It's time for Google to step in and make sure that Android users are protected from malicious applications.
Written by Christopher Dawson, Contributor

Android users should be very familiar with the installation dialogs they encounter when they install software from the Android Market. Essentially, users are told which services the app will access and asked if they still want to install it. Usually we click OK. Why wouldn't we want a location-aware service to access our GPS? That's the whole point. Unless, of course, those services are transmitting up-to-the-minute location data to servers for purposes other than giving you the services you expected. Which is precisely what several randomly selected applications from the Android Market were doing in a recent study by Duke, Penn State, and Intel Labs.

In fact, they aren't really doing anything wrong. When the app asks if it can have access to your GPS data and you say yes, then they're entitled to it. As Ars Technica points out, however,

It's a practical security measure, but one critical limitation is that there is no way for the user to discern how and when the application will use a requested feature or where it will send the information...The user has no way of knowing, however, whether the application is also transmitting that information to advertisers or using it for malicious purposes. Making the permission system more granular might potentially address those kinds of problems, but would also have the undesired affect of making it too complex for some users to understand.

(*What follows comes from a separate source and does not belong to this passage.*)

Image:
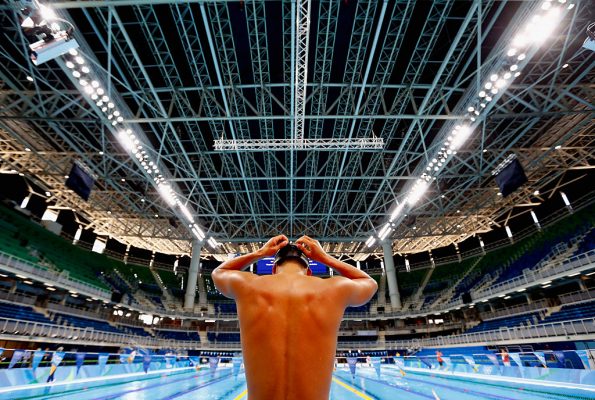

Exactly. What they said. While the app makers might be stepping over some ethical or moral lines, clearly they aren't doing anything illegal. So how can Google solve this problem? Obviously they can step in and require greater transparency from their app developers but not only risk alienating an already tenuous developer community but also increasing complexity for users as Ars suggested. Similarly, creating guidelines preventing the sort of data mining and exploitation that is cropping up on a host of applications would help consumers, but may drive away developers looking for new revenue streams.

Again, as Ars suggests, Google does its own fair share of data mining (I don't care what Google's CEO says -- Google is the ultimate data miner), providing value to their advertisers, shareholders, and users through better search and relevant ads. The same could be said of the app makers mining our location data. However, by this time, most consumers know at least at a very rudimentary level what Google does with our search and Gmail. The same can't be said of apps that are downloaded willy-nilly by a population still glamoured by the novelty of little free applications that can do all sorts of seemingly wonderful things.

It's for this reason that the idea of an Amazon App Market on Amazon starts looking a lot more appealing. Developing an ecosystem of applications with a bit more oversight than can be expected from Google's laissez-faire approach means that users would have a trusted repository of applications from a brand that tends to inspire more confidence than Google's privacy-checkered name.

If Google not only wants to keep developers happy but also protect its consumer base and fend off competition from Amazon, it needs to address this issue quickly. How? The Google folks are all pretty bright, even if their concepts of privacy aren't always aligned with ours. I bet they can come up with something. On the double.